11 March 1996 - 3 December 2007
MCMULLAN: MORE MISREPRESENTATION
Mr McMullan's long heralded attack on the Government over currency swaps fell flat today. That is why he has issued a post Question Time press release making fresh misrepresentations.
With respect to external reviews, as I said in the House: "Those reviews all recommended the continuation of the programme."
Mr McMullan provides a selective quote from the Auditor General that refers to "Treasury's most recent (August 1998) review of the foreign currency benchmark target". As reported by the Auditor-General, this internal Treasury review acknowledged some risks, but concluded that the benchmark remained valid.
Mr McMullan alleges that the Auditor-General's report says that UBS had recommended in 1998 fundamental changes to the debt management strategy. The Auditor-General says no such thing. If he took the time and effort to read the Auditor-General's report he would have found the following passages:
3.37 Treasury recognises that the degree of United States dollar exposure in the benchmark is sensitive to assumptions regarding the future volatility of the exchange rate. In December 1996, November 1997 and August 1998, Treasury reviewed the key assumptions underpinning the benchmark recommendation on foreign currency exposure to assess whether they continue to remain valid.
3.38 The May 1996 portfolio benchmark assumed that future exchange rate volatility would be twice that measured between 1978 and 1996, which reduced the target United States dollar exposure than would otherwise have been the case. Treasury's most recent (August 1998) review noted that exchange rate volatility had increased to 11.7 per cent per annum compared to the 1978 to 1996 historical average of 7.5 per cent per annum. However, this remained within the assumption of 12.5 per cent exchange rate volatility underlying the benchmark recommendation. (emphasis added)

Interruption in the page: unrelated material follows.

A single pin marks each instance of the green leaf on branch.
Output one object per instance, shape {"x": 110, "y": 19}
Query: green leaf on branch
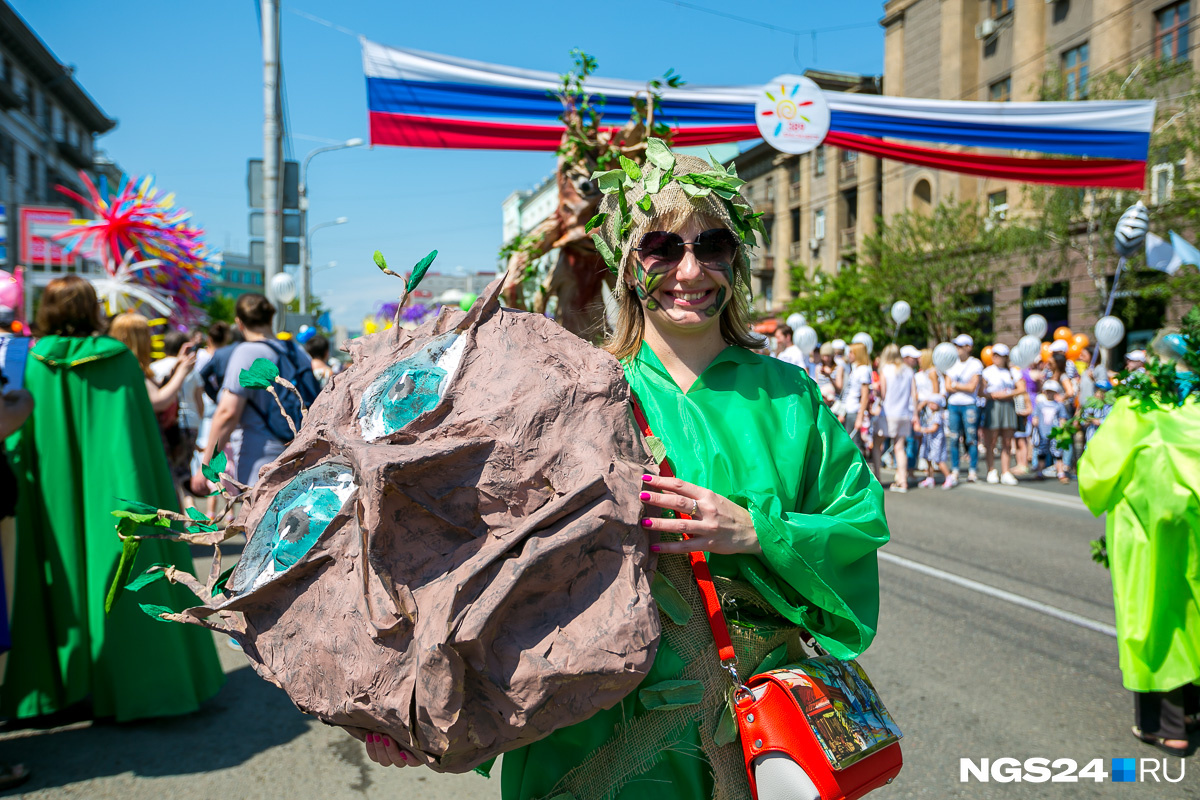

3.39 The most recent review noted that the volatility of the exchange rate and the risk premium on the Australian dollar (exchange rate bias) were the key structural assumptions. Treasury concluded that there was no evidence of a structural break in the risk premium on the Australian dollar and, although the exchange rate had depreciated significantly and become more volatile, the volatility remained within the range assumed in the construction of the benchmark. Accordingly, Treasury considered there was, as of August 1998, no reason to question the recommendation to target foreign currency exposure of between 10 per cent and 15 per cent of the portfolio.
The ANAO finding was that:
3.41 Finding: Treasury's target of holding 10 to 15 per cent of the debt portfolio with a United States dollar exposure is based on analysis of the cost and risk of that exposure. This analysis is not based on short-term views about the future path of interest or exchange rates. Inputs to this analysis include assumptions about structural factors such as Australian dollar risk premiums and volatility based on historical data, robustness testing and judgement. The research recognised that the expected long-term cost reductions could only be achieved by taking on risk associated with interest and exchange rate movements.
And further, in para 3.43:
In the light of market developments, Treasury has reviewed the assumptions underlying the benchmark recommendation for United States dollar exposure on three occasions in recent years with the most recent (August 1998) review concluding that the recommendation remained valid.
All independent reports to the Treasury supported the continuation of US$ debt holdings with a benchmark of 10 to 15 per cent.
With respect to the UBS recommendation to split the debt portfolio, the benchmark applies to the AOFM's net debt, ie that part of debt that remains after surpluses and proceeds from asset sales have been applied to it. The recommendation, in effect, was thus followed.
Mr McMullan is hopelessly muddled on this issue. He flopped today. He knows it.